The Google Breach, or How Running Their Archrivals' Software Cost Them

Posted on January 14, 2010

Update: McAfee investigation points to IE zero day. This finding makes my point for me.

In our investigation we discovered that one of the malware samples involved in this broad attack exploits a new, not publicly known vulnerability in Microsoft Internet Explorer. We informed Microsoft about this vulnerability and Microsoft is expected to publish an advisory on the matter soon.

While we have identified the Internet Explorer vulnerability as one of the vectors of attack in this incident, many of these targeted attacks often involve a cocktail of zero-day vulnerabilities combined with sophisticated social engineering scenarios. So there very well may be other attack vectors that are not known to us at this time. That said, contrary to some reports our findings to date have not shown a vulnerability in Adobe Reader being a factor in these attacks.

I’m intentionally keeping my commentary on this issue brief (there is already enough).
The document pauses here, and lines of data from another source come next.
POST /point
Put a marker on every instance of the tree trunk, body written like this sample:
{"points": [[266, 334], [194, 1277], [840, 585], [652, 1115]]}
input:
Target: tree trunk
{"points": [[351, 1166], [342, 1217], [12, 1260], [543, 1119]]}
The attack vector against the Google corporate network is reported as an email with an attached PDF backdoor; i.e. the exploit relies on a security vulnerability in a local installation of Adobe Reader.

Google is web services. And they regularly remind us that they “eat their own dog food” by relying on those same services to run their business.

Google’s vision is the world run ChromeOS, a thin OS with just enough capabilities to plug into, and interact with, Google Services.

Google’s arch-enemy, Microsoft is about software (and now software + services). With a historical stranglehold on the endpoint, it’s hard to do business without running MS on at least some endpoints.

Google must be running Adobe Reader on something. I suspect – but I don’t know – that this is Windows.

How ironic is it that internal use of their rivals’ thick client desktop software (as the underlying platform) and 3rd party software – the very antithesis or the Google philosophy – was the key enabler in the breach?

(yes, web services and browsers introduce their own security issues)

There’s no suggestion so far that Microsoft software was at fault. The culprit appears to be Adobe. But “sophisticated” post-exploitation pivoting and data exfiltration software doesn’t just drop out of thin air. Nor does the implementation of stealth features. This stuff takes time to develop and embed. Sure, post-exploitation code exists for other platforms but APT consistently targets Windows based Corporate America. What was it Dr Geer (et al) warned us of?

If you were Google, what software would you mandate for employee endpoints now?